There is no parallel between SQLite intelligently using 0, 1, 2, 3, 4, 6, or 8 bytes to store integers as with REAL values, short of Larry's trick up-thread of looking at 0 bits in the mantissa and exponent, which in any case wouldn't be what you want anyway.
The only option would be for SQLite to add a hard-coded fixed-size data type, which is completely against its dynamic, flexible nature.
We aren't saying what you want cannot be done. We're saying it isn't done now for good reason, one that isn't likely to change. There's a difference.
(18) By Keith Medcalf (kmedcalf) on 2022-02-01 20:58:14 in reply to 1 [link] [source]
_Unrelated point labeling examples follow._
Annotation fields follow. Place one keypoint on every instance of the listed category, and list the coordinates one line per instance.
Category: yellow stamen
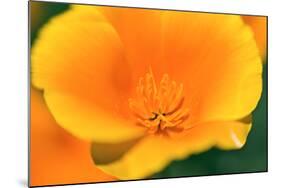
(159, 108)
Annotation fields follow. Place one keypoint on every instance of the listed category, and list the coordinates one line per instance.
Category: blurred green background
(251, 158)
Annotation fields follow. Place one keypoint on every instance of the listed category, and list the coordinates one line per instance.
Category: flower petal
(153, 153)
(259, 27)
(140, 32)
(54, 152)
(79, 62)
(216, 58)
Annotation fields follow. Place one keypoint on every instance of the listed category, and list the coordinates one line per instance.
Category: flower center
(159, 107)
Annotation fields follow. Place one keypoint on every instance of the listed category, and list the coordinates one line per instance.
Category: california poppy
(56, 156)
(258, 25)
(146, 87)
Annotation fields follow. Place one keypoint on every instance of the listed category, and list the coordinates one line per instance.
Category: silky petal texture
(140, 33)
(56, 157)
(259, 26)
(85, 77)
(217, 60)
(153, 153)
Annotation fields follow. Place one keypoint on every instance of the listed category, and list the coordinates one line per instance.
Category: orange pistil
(159, 108)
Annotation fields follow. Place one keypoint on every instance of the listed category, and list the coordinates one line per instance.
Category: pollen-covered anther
(159, 107)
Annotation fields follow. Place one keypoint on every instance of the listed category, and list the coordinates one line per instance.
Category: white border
(13, 94)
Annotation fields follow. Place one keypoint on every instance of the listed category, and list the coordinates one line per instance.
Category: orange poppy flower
(56, 156)
(148, 86)
(258, 25)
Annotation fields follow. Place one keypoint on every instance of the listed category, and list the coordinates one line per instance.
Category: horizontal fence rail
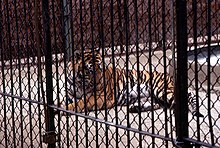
(109, 73)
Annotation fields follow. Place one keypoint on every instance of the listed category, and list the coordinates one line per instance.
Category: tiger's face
(87, 67)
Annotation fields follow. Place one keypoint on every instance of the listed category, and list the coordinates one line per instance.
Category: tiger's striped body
(105, 86)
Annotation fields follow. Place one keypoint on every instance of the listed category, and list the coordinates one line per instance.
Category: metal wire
(38, 39)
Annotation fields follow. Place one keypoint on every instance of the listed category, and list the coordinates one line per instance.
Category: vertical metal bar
(94, 70)
(67, 28)
(165, 69)
(104, 68)
(57, 70)
(73, 72)
(64, 45)
(150, 68)
(120, 26)
(39, 78)
(181, 110)
(11, 70)
(83, 71)
(196, 62)
(114, 68)
(19, 69)
(3, 74)
(126, 16)
(48, 64)
(138, 67)
(208, 22)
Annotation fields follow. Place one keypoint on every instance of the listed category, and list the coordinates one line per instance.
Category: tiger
(106, 86)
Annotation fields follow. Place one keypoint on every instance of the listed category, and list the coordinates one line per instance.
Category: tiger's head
(87, 65)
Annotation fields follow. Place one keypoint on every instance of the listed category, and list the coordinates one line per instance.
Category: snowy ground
(31, 123)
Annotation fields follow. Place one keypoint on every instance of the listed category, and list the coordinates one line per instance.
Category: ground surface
(29, 121)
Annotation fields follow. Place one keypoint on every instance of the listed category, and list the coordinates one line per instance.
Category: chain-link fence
(45, 68)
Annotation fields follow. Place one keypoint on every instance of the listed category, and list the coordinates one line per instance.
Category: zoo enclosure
(36, 36)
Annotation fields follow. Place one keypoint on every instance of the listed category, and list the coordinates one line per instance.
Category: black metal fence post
(50, 136)
(181, 111)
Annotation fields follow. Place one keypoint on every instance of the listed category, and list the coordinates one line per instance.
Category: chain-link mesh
(203, 73)
(129, 35)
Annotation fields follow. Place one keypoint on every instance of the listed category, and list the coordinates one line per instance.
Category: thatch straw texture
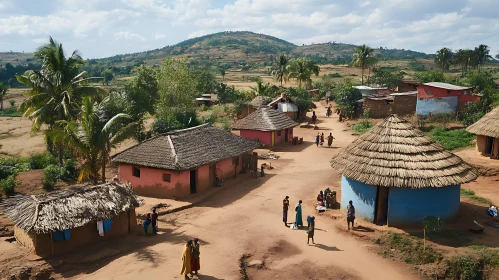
(265, 119)
(186, 149)
(70, 208)
(396, 154)
(488, 125)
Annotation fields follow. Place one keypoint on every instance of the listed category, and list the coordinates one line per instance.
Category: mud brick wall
(404, 105)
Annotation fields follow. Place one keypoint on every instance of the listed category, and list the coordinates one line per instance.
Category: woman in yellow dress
(186, 260)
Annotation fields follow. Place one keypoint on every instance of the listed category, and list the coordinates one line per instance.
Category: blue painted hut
(396, 175)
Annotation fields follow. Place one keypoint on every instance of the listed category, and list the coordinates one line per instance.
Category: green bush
(451, 139)
(40, 161)
(8, 185)
(69, 171)
(51, 174)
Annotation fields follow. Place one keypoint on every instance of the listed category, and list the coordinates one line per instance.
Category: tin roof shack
(267, 125)
(67, 220)
(443, 98)
(408, 85)
(285, 105)
(183, 162)
(487, 134)
(396, 175)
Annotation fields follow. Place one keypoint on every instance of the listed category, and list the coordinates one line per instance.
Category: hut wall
(408, 207)
(363, 197)
(264, 137)
(441, 105)
(404, 105)
(83, 236)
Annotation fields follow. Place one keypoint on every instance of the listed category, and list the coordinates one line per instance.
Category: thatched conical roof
(70, 208)
(396, 154)
(488, 125)
(265, 119)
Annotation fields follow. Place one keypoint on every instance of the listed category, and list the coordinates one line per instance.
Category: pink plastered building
(184, 162)
(268, 126)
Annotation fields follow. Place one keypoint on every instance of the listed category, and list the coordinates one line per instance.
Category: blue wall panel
(442, 105)
(363, 197)
(410, 206)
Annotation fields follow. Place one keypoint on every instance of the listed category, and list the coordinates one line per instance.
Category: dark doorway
(381, 209)
(489, 145)
(213, 175)
(193, 181)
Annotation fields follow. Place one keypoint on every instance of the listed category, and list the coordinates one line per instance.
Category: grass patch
(10, 112)
(471, 194)
(451, 139)
(408, 248)
(362, 127)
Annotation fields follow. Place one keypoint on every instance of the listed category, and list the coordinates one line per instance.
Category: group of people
(190, 258)
(319, 139)
(298, 219)
(325, 198)
(151, 223)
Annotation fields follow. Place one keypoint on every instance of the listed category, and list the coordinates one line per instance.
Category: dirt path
(246, 219)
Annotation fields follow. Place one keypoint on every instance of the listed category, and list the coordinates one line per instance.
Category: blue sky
(102, 28)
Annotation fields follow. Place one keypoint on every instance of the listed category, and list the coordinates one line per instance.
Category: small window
(136, 172)
(167, 177)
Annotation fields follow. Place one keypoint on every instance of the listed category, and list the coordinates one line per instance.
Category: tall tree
(364, 58)
(3, 93)
(443, 58)
(280, 71)
(55, 92)
(482, 54)
(302, 69)
(92, 137)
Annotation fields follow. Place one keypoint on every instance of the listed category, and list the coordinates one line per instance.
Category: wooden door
(381, 209)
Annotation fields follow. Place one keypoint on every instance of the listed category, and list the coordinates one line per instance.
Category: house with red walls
(443, 98)
(184, 162)
(267, 125)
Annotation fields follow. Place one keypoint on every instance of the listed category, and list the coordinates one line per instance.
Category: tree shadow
(327, 248)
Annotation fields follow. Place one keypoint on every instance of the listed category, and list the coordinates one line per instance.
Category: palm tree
(3, 93)
(93, 136)
(302, 69)
(281, 71)
(482, 55)
(443, 58)
(57, 89)
(364, 58)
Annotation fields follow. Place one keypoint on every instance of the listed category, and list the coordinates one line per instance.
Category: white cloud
(128, 36)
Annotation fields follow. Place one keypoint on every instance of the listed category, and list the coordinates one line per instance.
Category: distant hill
(241, 49)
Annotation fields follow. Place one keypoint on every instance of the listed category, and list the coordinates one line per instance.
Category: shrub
(69, 171)
(8, 185)
(40, 161)
(51, 174)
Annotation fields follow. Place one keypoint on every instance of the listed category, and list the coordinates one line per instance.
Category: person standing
(154, 221)
(195, 264)
(311, 230)
(285, 207)
(350, 214)
(186, 259)
(298, 217)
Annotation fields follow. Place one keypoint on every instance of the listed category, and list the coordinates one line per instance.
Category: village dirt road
(247, 219)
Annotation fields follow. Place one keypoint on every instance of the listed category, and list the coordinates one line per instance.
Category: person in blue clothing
(147, 222)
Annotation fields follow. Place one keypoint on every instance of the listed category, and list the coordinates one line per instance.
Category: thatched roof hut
(265, 119)
(70, 208)
(396, 154)
(487, 134)
(396, 175)
(186, 149)
(488, 125)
You will note that although the API of SQLite3 and its internal mechanisms will only store floating point values as IEEE-754 64-bit binary floating point, there is nothing preventing you from storing and working with the values in your application using 32-bit binary floating point (or whatever format your little heart desires).
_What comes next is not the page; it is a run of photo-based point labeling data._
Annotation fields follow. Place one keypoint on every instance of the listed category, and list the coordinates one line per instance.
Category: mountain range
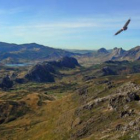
(14, 53)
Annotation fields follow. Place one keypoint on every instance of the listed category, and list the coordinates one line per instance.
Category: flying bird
(124, 27)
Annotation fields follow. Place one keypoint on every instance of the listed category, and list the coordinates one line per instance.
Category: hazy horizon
(81, 25)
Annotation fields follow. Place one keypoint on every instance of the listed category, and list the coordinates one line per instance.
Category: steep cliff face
(41, 73)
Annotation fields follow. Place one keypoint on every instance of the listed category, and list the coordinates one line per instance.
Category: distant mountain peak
(102, 50)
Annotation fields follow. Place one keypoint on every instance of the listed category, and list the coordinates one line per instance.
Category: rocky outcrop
(68, 62)
(6, 83)
(11, 110)
(108, 71)
(41, 73)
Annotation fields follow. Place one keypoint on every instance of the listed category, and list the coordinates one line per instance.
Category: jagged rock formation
(68, 62)
(41, 73)
(11, 110)
(6, 83)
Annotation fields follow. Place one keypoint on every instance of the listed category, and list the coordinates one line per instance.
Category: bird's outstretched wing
(126, 24)
(119, 31)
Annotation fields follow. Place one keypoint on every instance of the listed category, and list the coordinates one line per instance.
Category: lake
(18, 65)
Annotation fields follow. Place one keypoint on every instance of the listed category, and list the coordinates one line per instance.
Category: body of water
(18, 65)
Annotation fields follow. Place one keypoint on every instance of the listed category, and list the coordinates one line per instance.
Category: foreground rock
(6, 83)
(41, 73)
(68, 62)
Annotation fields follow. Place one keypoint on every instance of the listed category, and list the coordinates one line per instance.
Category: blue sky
(70, 24)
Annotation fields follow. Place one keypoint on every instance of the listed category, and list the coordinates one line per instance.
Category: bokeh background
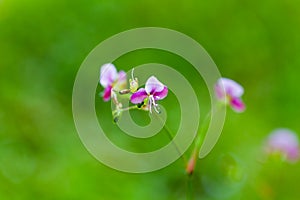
(43, 43)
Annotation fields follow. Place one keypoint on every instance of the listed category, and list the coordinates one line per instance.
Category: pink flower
(285, 143)
(111, 79)
(154, 90)
(230, 91)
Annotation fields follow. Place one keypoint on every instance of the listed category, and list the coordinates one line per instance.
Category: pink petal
(138, 96)
(230, 87)
(153, 85)
(107, 93)
(122, 77)
(108, 74)
(237, 105)
(284, 141)
(162, 94)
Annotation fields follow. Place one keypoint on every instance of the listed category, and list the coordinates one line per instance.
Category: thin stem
(125, 109)
(189, 194)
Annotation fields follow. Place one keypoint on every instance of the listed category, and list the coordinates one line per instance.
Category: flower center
(152, 103)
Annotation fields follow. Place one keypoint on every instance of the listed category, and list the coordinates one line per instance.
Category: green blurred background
(43, 43)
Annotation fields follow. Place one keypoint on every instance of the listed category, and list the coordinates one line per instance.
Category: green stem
(189, 194)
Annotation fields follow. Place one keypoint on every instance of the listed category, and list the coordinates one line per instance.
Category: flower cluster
(145, 98)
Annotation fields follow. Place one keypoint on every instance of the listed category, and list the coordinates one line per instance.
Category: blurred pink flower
(111, 79)
(283, 142)
(154, 90)
(230, 91)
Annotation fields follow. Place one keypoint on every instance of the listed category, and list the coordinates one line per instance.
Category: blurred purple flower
(111, 79)
(283, 142)
(230, 92)
(154, 90)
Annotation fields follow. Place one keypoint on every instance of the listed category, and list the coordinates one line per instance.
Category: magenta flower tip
(231, 92)
(110, 78)
(154, 90)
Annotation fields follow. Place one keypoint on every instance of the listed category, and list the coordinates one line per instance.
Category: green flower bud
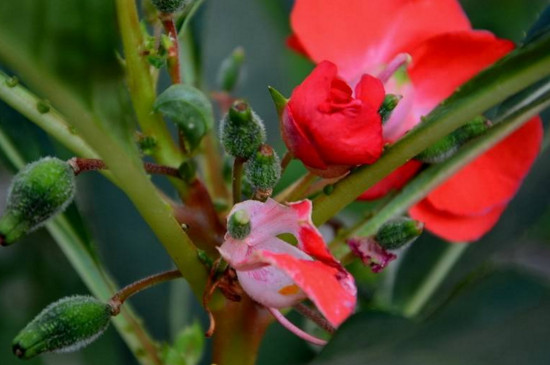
(230, 70)
(238, 225)
(398, 232)
(38, 192)
(241, 131)
(388, 105)
(448, 146)
(170, 6)
(263, 169)
(64, 326)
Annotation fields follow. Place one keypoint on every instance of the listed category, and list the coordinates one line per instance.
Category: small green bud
(231, 70)
(398, 232)
(64, 326)
(170, 6)
(188, 171)
(241, 131)
(38, 192)
(263, 169)
(278, 99)
(448, 146)
(388, 105)
(238, 225)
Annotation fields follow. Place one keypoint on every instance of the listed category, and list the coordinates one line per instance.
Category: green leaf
(189, 109)
(501, 319)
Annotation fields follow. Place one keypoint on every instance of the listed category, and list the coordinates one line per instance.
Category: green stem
(510, 75)
(434, 278)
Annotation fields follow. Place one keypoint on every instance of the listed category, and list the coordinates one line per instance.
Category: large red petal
(444, 62)
(455, 228)
(394, 181)
(360, 35)
(333, 291)
(494, 177)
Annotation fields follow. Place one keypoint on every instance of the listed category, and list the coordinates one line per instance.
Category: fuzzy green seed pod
(64, 326)
(398, 232)
(170, 6)
(241, 131)
(38, 192)
(263, 169)
(238, 225)
(388, 105)
(231, 70)
(448, 146)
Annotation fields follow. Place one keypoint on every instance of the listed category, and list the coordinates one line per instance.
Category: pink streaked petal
(332, 290)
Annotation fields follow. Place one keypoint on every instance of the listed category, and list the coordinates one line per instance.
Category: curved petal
(361, 35)
(394, 181)
(444, 62)
(452, 227)
(333, 291)
(494, 177)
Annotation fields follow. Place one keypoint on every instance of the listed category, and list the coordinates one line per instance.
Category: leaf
(189, 109)
(499, 320)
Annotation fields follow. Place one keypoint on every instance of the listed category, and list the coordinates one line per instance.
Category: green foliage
(189, 109)
(66, 325)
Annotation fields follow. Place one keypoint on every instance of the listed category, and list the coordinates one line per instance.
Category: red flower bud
(328, 128)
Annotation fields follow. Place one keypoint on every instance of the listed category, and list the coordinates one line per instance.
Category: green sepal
(64, 326)
(398, 232)
(448, 146)
(38, 192)
(189, 109)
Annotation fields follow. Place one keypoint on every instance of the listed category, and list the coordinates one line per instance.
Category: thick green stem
(434, 278)
(513, 73)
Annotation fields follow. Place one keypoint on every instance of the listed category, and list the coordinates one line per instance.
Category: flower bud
(38, 192)
(448, 146)
(170, 6)
(238, 225)
(398, 232)
(388, 105)
(263, 169)
(64, 326)
(241, 130)
(231, 70)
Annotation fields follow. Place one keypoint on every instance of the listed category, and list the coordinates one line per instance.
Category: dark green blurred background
(502, 310)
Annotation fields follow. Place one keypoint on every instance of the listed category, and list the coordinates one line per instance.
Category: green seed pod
(448, 146)
(170, 6)
(241, 131)
(231, 70)
(38, 192)
(398, 232)
(64, 326)
(388, 105)
(263, 169)
(238, 225)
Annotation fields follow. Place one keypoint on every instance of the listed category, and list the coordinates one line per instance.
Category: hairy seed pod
(64, 326)
(38, 192)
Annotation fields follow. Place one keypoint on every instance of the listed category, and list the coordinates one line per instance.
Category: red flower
(364, 36)
(328, 128)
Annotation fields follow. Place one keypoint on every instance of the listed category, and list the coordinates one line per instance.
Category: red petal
(394, 181)
(443, 63)
(333, 291)
(494, 177)
(455, 228)
(360, 35)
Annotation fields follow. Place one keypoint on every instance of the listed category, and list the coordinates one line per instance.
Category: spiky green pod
(448, 146)
(38, 192)
(241, 131)
(170, 6)
(398, 232)
(238, 225)
(263, 169)
(66, 325)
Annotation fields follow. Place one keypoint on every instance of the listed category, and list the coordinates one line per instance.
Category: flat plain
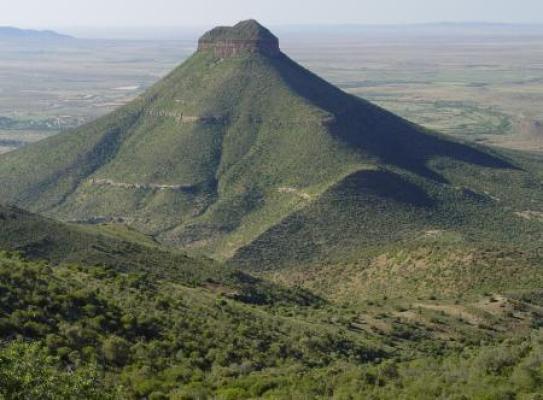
(477, 85)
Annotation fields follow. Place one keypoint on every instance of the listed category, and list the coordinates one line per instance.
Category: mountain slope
(241, 153)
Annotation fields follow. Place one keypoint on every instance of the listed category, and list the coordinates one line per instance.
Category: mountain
(127, 252)
(422, 254)
(9, 33)
(244, 155)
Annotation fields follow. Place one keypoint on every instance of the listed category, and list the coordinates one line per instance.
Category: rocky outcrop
(245, 37)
The 32-bit "application value" will merely be extended to 64-bits when passed into SQLite3 via the API, and the 64-bit stored value will be rounded down to 32-bits on retrieval.
(20) By alain (abdekker) on 2022-02-02 10:00:03 in reply to 18 [link] [source]
The existing application code below (in C#) works with another database (Microsoft Access in my case) which has both 4-byte and 8-byte data types: // Code omitted to actually extract the DataSet using IDbConnection, IDbCommand and IDbDataAdapter::Fill Dataset ds = GetDataSet(); float myFloat = (float)ds.Tables[0].Rows[0]["FloatField"]; double myDouble = (double)ds.Tables[0].Rows[0]["DoubleField"]; But change the database to SQLite and the application now throws an exception. The static cast for "float" needs to be converted to: float myFloat = Convert.ToSingle(ds.Tables[0].Rows[0]["FloatField"]); The "double" static cast continues to work because SQLite returns the data mapped to an object of type System.Double. This can have a considerable knock-on effect depending on how the original code was written or the relative performance of static cast compared with the "Convert.ToX" methods (which tend to be around 3-5 times slower).